-
Notifications
You must be signed in to change notification settings - Fork 5.3k
Description
Description
On a Raspberry Pi 5, the system can become fully unresponsive under certain workload conditions.
When this happens:
- SSH becomes unreachable
- most userland processes and containers stop responding
- openHAB may still update some internal state
- Homematic device communication ceases entirely
- only a hard power-cycle restores operation
The behavior does not resemble an immediate kernel panic, out-of-memory kill, or userspace crash.
Instead, it is preceded by repeated kernel log messages that appear to originate from a UART/driver path, followed by systemd-journald warnings and eventual stall.
Observed Behavior
In every recorded instance of this issue, shortly before the unresponsiveness, the kernel log shows a repeating pattern similar to:
raw-uart raw-uart1: generic_raw_uart_handle_rx_char(): rx fifo full
eq3loop: eq3loop_write_master() mmd_hmip: not enough space in the buffers
eq3loop: eq3loop_write_master() return error
Followed by journald messages indicating overrun and watchdog timeouts:
systemd-journald: /dev/kmsg buffer overrun, some messages lost
systemd-journald.service: Watchdog timeout
systemd-journald.service: Killing process systemd-journal
After these messages, thousands of kernel messages are lost, journald is restarted, and the system eventually becomes largely unresponsive.
Expected Behavior
- Under heavy load, or in the presence of occasional driver buffer exhaustion, the system should remain responsive and recover gracefully. Specifically:
- driver buffer exhaustion should be handled without log flooding
- kernel log streams should be rate limited to avoid overwhelming the logging subsystem
- unrelated kernel subsystems (network, scheduling, file systems) should not be impacted by issues in a single hardware driver path
- the system should remain responsive even under high I/O pressure
Workloads Observed
- The issue has been observed under the following conditions:
- Raspberry Pi 5 with NVMe root filesystem
- RaspberryMatic running inside Docker
- Other containers including openHAB, InfluxDB, Frigate
- NVMe subjected to high sustained I/O (e.g., video timeline scrub, large historical data queries)
- RF traffic concurrently active via a USB-connected Homematic stick
The problem is rare and not reliably reproducible; it occurs under combinations of high I/O and sustained driver activity.
System information
- Platform: Raspberry Pi 5 (ARM64 / aarch64)
- Kernel: 6.6.x+rpt-rpi
- OS: Raspberry Pi OS 64-bit
- Root filesystem on NVMe (Pineboards AI Bundle M-Key)
- Docker engine (dockerd / containerd)
- Homematic RF stick connected directly by USB
- Other RF devices on a powered USB hub
Full journal logs around the freeze events:
Attached logs show consistent patterns across multiple freeze events:
dmesg_after_reboot.log
journal_prevboot.log
kernel.log
lastlog.txt
lsmod.log
wtmp.txt
These logs consistently contain the repeating uart/eq3loop buffer exhaustion messages preceding the journal overruns and subsequent system stall.
Additional context
- USB power supply issues have been tested and ruled out using both passive and active hubs
- No undervoltage or CPU throttling flags detected via firmware telemetry
- The system is normally stable for extended periods (weeks–months) between incidents
- The issue does not appear tied to specific userland containers or services alone
Additional observations
I have observed two closely related failure modes:
- A complete system hang requiring a hard power cycle
- A partial failure where Homematic commands are delayed by ~15–30 seconds,
followed by execution of multiple queued commands almost simultaneously
In the second case, the system remains partially responsive for a short time
(SSH sometimes still works, non-Homematic services continue to operate),
but the Homematic communication path appears stalled.
In at least one incident, this delayed state escalated into an automatic reboot
rather than a permanent freeze.

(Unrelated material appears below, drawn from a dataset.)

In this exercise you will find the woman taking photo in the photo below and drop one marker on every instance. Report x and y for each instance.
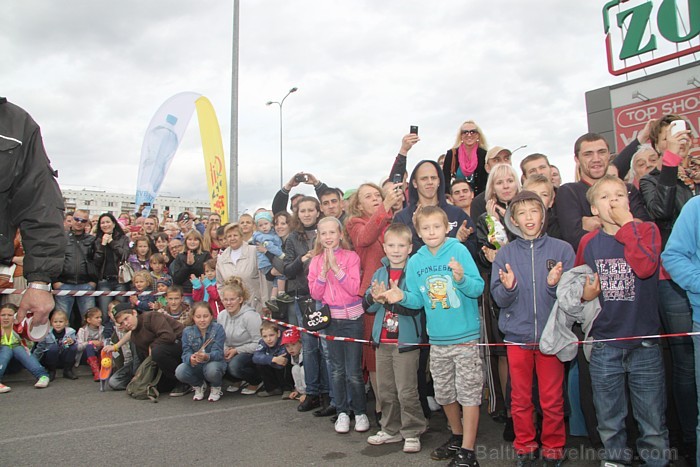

This suggests a kernel-level failure that
progresses over time rather than an immediate hard lockup.
Shortly before both types of failures, kernel logs show sustained flooding of:
raw-uart: generic_raw_uart_handle_rx_char(): rx fifo full
eq3loop: not enough space in the buffers
followed by /dev/kmsg buffer overruns and journald watchdog events.
This indicates that the delayed Homematic behavior may be an early warning sign
of the same kernel-level issue that later results in a full system hang or reboot.